Iapetus Cracked Like a Nut
Saturn has a moon named for the two-faced Roman god Janus, but the real two-faced moon is the larger Iapetus. Since Jean Dominique Cassini discovered the moon in 1671 and noticed its varying brightness, scientists have been mystified by its two hemispheres, one as black as coal, the other white as snow. Investigators were sure they would figure it out when Voyager 2 flew by in 1981. They didn’t. Investigators were hopeful they would figure it out when Cassini flew by less than two weeks ago on December 31, 2004. They didn’t. In fact, they were thrown another curve: a ridge that wraps around the equator that gives the moon the appearance of a cracked walnut (see imaging team picture and caption). This is no ordinary crack; the ridgeline forms a mountain range 800 miles long and 13 miles high in places – three times the height of Mt. Everest. For a global perspective, see this 3D image and this composite of the dark hemisphere. The landslide at the right of the previous image slumped from a 9-mile scarp of an impact basin, and flowed tens of miles across a crater floor.
For decades, scientists have tried to prove one of two models for Iapetus’ black-and-white contrast: either the dark material erupted from the inside (endogenic) and spread over the surface, or was splattered onto the moon from the outside (exogenic). Since the dark material covers the leading hemisphere (the side facing the orbital motion, like a windshield), the exogenic model has been slightly favored, but planetary scientists could not understand a source for the material that would not have also plastered the inner moons, unless it was dust blown off from an impact on Phoebe (see 06/14/2004 headline) – but the spectra didn’t match. The new hi-resolution images from Cassini, taken seven times closer than Voyager, still favor the exogenic model, because the dark regions have feathery edges and are distributed around the equator, not the poles. The pictures seem to rule out a liquidy or mushy ooze spreading out from the interior, but scientists cannot eliminate the possibility that dusty debris erupted from cracks or geysers. Could geological processes related to the equatorial ridge be related to the dark material? If so, what drove those processes on a frozen moon?

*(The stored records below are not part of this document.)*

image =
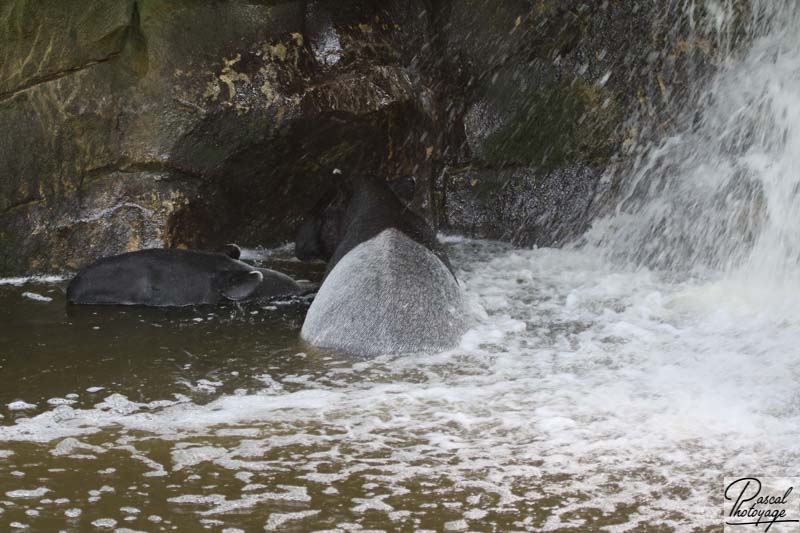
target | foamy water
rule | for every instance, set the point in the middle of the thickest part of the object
(581, 390)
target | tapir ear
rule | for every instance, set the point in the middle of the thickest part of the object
(240, 285)
(233, 251)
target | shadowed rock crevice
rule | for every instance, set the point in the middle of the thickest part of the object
(136, 123)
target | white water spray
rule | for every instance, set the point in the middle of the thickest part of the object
(723, 193)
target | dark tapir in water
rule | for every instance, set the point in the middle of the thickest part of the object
(176, 278)
(389, 287)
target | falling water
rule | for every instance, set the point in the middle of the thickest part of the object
(587, 396)
(721, 193)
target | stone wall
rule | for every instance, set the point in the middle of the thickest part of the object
(138, 123)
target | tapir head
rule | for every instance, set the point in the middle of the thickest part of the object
(325, 225)
(239, 285)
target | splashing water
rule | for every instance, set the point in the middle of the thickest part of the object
(723, 193)
(587, 396)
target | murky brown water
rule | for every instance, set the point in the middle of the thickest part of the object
(565, 409)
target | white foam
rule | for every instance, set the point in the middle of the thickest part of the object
(618, 385)
(104, 523)
(276, 520)
(27, 494)
(20, 405)
(19, 281)
(36, 297)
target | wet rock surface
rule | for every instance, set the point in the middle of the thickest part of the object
(148, 123)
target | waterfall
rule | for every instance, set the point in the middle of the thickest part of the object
(722, 193)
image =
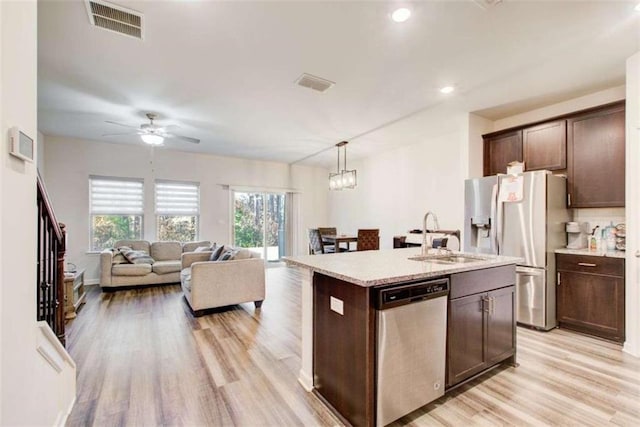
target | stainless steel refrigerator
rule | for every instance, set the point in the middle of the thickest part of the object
(523, 216)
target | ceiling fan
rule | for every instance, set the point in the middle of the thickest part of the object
(151, 133)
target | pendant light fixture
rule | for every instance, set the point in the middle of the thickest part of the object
(343, 178)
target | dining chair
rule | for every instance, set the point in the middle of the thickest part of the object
(368, 239)
(315, 243)
(327, 231)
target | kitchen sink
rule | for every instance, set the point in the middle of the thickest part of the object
(447, 259)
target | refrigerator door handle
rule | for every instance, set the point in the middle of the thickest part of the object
(496, 221)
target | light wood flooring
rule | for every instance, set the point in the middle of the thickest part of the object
(143, 359)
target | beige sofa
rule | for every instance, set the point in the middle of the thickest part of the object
(210, 284)
(165, 268)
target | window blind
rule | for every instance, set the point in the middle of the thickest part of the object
(177, 198)
(113, 196)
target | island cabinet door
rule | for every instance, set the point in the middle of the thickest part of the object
(500, 327)
(343, 353)
(465, 343)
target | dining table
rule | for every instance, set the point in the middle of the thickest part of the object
(336, 239)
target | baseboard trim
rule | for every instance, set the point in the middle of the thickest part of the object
(630, 349)
(50, 348)
(305, 380)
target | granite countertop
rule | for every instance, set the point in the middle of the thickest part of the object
(372, 268)
(589, 252)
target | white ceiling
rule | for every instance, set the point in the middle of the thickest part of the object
(225, 71)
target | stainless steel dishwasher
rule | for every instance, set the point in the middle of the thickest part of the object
(411, 347)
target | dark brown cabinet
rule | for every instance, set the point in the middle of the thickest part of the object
(596, 169)
(545, 146)
(344, 348)
(500, 150)
(590, 295)
(589, 145)
(481, 323)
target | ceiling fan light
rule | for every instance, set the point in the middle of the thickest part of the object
(152, 139)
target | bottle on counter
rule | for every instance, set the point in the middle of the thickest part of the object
(594, 243)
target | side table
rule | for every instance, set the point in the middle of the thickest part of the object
(74, 294)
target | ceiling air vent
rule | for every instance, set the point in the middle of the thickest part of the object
(313, 82)
(115, 18)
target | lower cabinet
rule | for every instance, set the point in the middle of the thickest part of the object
(481, 323)
(590, 295)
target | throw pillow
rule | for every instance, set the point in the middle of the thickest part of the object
(242, 254)
(227, 255)
(136, 257)
(217, 251)
(118, 257)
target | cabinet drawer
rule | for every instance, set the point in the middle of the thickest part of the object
(476, 281)
(591, 264)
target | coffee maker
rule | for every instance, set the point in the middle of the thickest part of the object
(577, 235)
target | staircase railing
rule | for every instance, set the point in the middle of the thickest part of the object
(50, 276)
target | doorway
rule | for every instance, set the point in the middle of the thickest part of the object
(259, 223)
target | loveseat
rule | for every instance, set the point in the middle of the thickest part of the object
(116, 271)
(209, 284)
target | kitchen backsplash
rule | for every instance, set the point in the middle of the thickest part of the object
(599, 216)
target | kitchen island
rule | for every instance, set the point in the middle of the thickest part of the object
(339, 329)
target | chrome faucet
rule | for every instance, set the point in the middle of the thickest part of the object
(424, 230)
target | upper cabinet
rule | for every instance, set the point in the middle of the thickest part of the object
(545, 146)
(500, 150)
(597, 158)
(588, 145)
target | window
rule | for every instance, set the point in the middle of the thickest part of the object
(259, 223)
(177, 210)
(116, 209)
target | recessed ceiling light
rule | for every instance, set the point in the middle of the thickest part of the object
(401, 15)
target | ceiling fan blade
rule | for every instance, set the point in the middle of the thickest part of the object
(183, 138)
(121, 124)
(121, 134)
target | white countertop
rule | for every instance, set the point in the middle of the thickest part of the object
(372, 268)
(589, 252)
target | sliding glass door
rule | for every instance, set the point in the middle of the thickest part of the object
(259, 223)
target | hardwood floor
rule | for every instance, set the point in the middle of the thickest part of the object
(143, 359)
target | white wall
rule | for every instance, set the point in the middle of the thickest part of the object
(632, 274)
(594, 216)
(32, 392)
(581, 103)
(69, 162)
(396, 188)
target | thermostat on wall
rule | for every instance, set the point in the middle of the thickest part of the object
(21, 144)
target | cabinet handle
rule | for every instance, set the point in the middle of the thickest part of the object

The ridge is a geological feature unique in the solar system. It seems to cut right through more ancient craters. The albedo difference divides the leading and trailing hemispheres, but this ridge divides the northern and southern hemispheres. Are they related? Since Iapetus is “far out” (literally and figuratively), Cassini won’t get another chance to observe it at close range till 2007. That encounter, in September of that year, will be much closer and provide 100 times better resolution. The JPL press release says scientists are hoping to determine whether Iapetus was volcanically active in the past – odd for an icy-cold moon far from any tidal influences. Two weeks ago, scientists had a major mystery to solve at Iapetus; now they have two.
Planetary science is the art of building skeet for observations to shoot down. Next episode in this exciting sport comes this Friday, when the Huygens Probe parachutes to the surface of Titan.